I have long been a proponent of early provincial elections. The Sunni Arab provinces have never had proper elections since the January 2005 polls were boycotted because Bush leveled Fallujah. The elections could create a new post-Baath political elite in the Sunni Arab provinces that has legitimacy and actually represents big constituencies. Some of the trouble in Diyala comes from minority Shiite dominance of a majority Sunni province. If the al-Maliki government wants to find a Sunni negotiating partner (which is still unclear), the provincial leaders to be elected next winter could fit the bill. Some of them will go on to national political careers. A lot of Sunnis are still secular, and could begin the process of moving away from religious fundamentalist parties always dominating.
The likely emergence of significant political rivals among the Sunnis would cause the fundamentalist vigilantes to redouble their efforts to destabilize Iraq further.

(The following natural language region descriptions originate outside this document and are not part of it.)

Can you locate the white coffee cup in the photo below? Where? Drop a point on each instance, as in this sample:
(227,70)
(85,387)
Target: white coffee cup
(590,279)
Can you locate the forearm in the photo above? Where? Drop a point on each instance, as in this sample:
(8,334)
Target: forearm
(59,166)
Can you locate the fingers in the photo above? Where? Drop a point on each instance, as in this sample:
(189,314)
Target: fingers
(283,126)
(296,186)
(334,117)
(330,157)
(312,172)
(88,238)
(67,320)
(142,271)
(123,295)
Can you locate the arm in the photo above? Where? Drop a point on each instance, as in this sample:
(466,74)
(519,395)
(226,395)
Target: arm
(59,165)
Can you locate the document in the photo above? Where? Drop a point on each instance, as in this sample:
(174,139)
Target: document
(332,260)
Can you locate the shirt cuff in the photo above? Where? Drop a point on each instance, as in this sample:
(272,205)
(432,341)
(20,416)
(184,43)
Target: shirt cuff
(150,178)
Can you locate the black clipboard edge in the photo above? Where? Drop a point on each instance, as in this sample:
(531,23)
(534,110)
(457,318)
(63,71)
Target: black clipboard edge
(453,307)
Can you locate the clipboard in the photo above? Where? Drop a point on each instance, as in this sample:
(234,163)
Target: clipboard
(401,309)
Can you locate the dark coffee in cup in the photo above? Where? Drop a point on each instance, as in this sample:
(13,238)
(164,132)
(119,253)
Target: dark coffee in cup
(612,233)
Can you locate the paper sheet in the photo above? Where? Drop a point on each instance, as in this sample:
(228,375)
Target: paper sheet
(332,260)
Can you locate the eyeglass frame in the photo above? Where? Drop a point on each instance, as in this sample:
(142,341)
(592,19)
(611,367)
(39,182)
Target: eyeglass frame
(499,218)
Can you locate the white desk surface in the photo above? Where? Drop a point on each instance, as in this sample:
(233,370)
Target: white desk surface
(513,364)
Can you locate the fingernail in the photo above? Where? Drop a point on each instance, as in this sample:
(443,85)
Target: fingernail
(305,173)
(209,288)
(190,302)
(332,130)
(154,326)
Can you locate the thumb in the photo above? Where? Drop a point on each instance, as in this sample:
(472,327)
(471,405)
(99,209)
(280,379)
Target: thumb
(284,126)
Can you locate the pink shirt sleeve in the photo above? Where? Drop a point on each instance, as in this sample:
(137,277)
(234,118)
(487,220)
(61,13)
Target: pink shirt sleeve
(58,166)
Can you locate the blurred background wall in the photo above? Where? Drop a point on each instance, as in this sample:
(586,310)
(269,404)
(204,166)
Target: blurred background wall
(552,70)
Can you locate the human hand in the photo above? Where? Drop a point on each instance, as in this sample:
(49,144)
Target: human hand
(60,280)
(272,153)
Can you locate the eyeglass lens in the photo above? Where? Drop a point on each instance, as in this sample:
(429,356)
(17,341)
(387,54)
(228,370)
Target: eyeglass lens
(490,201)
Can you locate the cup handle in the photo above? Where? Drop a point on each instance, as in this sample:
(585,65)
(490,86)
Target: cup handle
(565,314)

On the other hand,that parliament had to postpone elections in Kirkuk is a very bad sign, as is the military and paramilitary conflict between Arabs and Kurds.
Kurds are reversing Saddam’s ethnic cleansing drive of earlier decades, returning and expelling Arabs. Not all Kurds going to such regions are returnees, and not all the Arabs being forced out are internal migrants.
Iraqi police and Kurdish paramilitary members seem to have had a shoot-out in Jalaula on Sunday that left a Kurdish politician dead.
In nearby Sa’adiya, a Kurdish mayor was wounded in a bombing.
McClatchy reports details of political violence in Iraq on Sunday:
– Around 8 a.m. a roadside bomb targeted an Iraqi army vehicle in Mansour neighborhood, killing one soldier and injuring two soldiers and a civilian.
– Around 1 p.m. American soldiers searched an empty house in Zayuna neighborhood and shot randomly, injuring two civilians in the area, Iraqi police said. U.S. military said they had no information about the incident.
– Around 5:30 p.m. a parked car bomb exploded in a busy market in Shurta Rabaa neighborhood, southwest Baghdad, killing 12 civilians and injuring 35 others.
– Around 5:30 p.m. a bomb planted in a car exploded on a main road near Al Bayaa neighborhood, killing one and injuring one.
– Around 7 p.m. a parked car bomb exploded in the busy market area of Karrada neighborhood in central Baghdad, followed by a roadside bomb that killed 19 civilians and injured 72 others.
– Police found two dead bodies throughout Baghdad, one near Al Rasheed Camp and one in Hurriyah.
– Around 9 a.m. a roadside bomb targeted Ahmed Samir Zargush, the mayor of Al Saidiyah town, about 50 miles east of Baquba. Zargush was injured along with three of his bodyguards and two civilians.
– Gunmen killed one citizen, a Christian, in Al Baladiyat neighborhood and in another incident gunmen killed a man and injured his brother in Mosul.’